China’s economy and automotive sector is starting to post more modest performance increases after years of being the world’s powerhouse and suppliers will have to cope with a new environment as growth settles to a more traditional rate.
“Since 2000, China’s automotive sector entered a high growth period; in just ten years OEMs enjoyed 24% growth rate which is really remarkable,” said Lear’s China VP and managing director, Charles Chang, at the Global Automotive Forum (GAF) in Chongqing.
“Our company did some analysis and, in 2030, the growth rate will be 2%. In an era of slow growth, some things cannot be avoided like the price war and overall profit of the sector reduced a lot.

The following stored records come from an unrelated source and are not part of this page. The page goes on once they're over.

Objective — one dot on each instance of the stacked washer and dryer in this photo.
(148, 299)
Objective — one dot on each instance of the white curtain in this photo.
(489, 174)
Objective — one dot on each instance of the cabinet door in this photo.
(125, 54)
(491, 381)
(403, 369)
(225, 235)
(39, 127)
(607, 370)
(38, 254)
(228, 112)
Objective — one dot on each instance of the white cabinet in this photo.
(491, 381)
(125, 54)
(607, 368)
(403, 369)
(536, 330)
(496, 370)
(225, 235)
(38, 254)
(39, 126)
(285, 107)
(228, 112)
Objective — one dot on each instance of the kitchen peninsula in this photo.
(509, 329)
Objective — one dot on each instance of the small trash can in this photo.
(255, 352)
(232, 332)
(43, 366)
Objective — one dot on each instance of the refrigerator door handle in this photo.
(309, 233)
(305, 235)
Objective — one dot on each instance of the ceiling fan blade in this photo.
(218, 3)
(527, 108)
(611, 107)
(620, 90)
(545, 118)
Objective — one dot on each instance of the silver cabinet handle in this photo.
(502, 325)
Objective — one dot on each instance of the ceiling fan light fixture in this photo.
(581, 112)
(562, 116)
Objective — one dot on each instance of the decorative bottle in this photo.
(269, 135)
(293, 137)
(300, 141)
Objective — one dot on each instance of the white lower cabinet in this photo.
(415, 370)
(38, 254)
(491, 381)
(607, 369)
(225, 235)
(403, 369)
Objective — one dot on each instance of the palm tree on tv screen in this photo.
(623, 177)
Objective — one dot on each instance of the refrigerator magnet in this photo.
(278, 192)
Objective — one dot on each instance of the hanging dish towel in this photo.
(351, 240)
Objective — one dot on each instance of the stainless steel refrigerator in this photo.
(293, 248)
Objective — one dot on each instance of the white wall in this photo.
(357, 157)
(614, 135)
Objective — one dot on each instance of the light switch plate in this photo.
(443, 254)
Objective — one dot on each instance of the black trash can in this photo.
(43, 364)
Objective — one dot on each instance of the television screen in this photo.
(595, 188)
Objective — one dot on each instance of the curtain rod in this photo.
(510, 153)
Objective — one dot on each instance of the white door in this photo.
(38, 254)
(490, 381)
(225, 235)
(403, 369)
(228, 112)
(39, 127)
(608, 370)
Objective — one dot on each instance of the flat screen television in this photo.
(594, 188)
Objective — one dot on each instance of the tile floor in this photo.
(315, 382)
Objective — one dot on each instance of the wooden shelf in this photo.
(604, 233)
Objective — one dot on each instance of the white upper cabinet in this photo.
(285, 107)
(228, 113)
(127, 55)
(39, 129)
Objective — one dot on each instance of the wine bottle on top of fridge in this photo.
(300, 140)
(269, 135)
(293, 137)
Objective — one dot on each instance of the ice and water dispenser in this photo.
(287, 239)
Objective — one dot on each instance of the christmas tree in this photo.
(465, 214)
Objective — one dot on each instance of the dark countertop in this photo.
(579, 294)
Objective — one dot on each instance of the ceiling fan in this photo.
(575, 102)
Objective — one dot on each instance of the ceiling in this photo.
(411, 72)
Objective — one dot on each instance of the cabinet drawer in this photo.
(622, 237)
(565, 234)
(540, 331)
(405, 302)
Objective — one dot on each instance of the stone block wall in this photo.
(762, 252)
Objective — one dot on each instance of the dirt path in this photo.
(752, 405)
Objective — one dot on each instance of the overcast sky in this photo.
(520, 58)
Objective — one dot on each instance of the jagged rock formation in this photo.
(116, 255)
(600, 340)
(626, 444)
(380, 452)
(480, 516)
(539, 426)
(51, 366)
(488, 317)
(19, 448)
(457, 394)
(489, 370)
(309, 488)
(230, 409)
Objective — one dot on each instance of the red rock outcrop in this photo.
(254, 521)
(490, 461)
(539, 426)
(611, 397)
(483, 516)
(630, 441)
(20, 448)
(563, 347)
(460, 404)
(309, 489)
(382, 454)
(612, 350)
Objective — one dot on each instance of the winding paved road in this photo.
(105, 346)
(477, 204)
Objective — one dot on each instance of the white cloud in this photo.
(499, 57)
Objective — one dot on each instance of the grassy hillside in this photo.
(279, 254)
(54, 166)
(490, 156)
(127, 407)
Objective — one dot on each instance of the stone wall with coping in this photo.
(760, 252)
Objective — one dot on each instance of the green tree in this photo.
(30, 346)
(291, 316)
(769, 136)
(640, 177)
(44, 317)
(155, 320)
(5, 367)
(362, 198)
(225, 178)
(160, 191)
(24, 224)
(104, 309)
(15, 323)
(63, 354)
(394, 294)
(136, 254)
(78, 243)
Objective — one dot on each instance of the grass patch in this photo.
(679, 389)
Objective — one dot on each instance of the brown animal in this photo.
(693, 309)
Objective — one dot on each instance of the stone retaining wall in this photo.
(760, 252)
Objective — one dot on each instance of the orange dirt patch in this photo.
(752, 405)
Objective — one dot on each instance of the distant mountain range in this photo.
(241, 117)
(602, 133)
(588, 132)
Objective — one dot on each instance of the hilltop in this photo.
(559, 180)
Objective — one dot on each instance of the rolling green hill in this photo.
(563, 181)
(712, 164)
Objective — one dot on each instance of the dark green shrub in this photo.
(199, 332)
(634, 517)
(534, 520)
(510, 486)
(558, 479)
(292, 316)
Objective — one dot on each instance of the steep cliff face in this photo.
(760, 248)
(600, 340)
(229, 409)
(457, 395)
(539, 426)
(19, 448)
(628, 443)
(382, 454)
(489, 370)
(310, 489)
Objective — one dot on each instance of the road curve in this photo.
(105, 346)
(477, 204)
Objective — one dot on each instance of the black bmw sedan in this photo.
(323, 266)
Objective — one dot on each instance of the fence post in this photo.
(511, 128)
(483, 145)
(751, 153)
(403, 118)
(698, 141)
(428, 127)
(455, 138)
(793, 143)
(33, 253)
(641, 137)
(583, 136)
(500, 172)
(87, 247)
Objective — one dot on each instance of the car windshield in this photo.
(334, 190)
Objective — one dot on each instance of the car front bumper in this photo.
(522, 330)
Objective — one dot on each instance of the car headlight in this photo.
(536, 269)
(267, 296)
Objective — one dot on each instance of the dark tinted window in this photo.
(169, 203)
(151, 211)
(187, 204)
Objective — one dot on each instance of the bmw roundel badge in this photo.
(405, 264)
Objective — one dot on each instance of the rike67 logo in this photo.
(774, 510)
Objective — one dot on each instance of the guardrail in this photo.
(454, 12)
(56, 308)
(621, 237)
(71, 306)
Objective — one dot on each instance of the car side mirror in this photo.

“In China now, there are around 100 OEMs. In the coming years, there will be more mergers and acquisitions; this is unavoidable and this will definitely impact suppliers.
“Recently, due to the reduction of volume, this has heavily impacted suppliers. Some OEMs asked suppliers to greatly reduce their prices.”
Despite the overall slowdown, new electric vehicles (NEVs) are providing a genuine bright spot for suppliers as China grapples with its huge population increasingly moving to urban areas while generating pollution problems as a result.
NEVs opportunities were a parallel theme of the Global Automotive Forum as well as the challenges associated with the growth brake, as outlined by Dana China president, Antonio Valencia.
“After undergoing explosive growth, the industry is turning to electric vehicles and connected vehicles,” said Valencia who also noted the opportunities presented by exports to soak up some of the domestic shortfall.
“We are helping Chinese automakers expand outside China as well,” he added. “We will have to assess where we fit into the industry.
“Suppliers continue to have responsibility to their customer[s] to produce safe, reliable product.”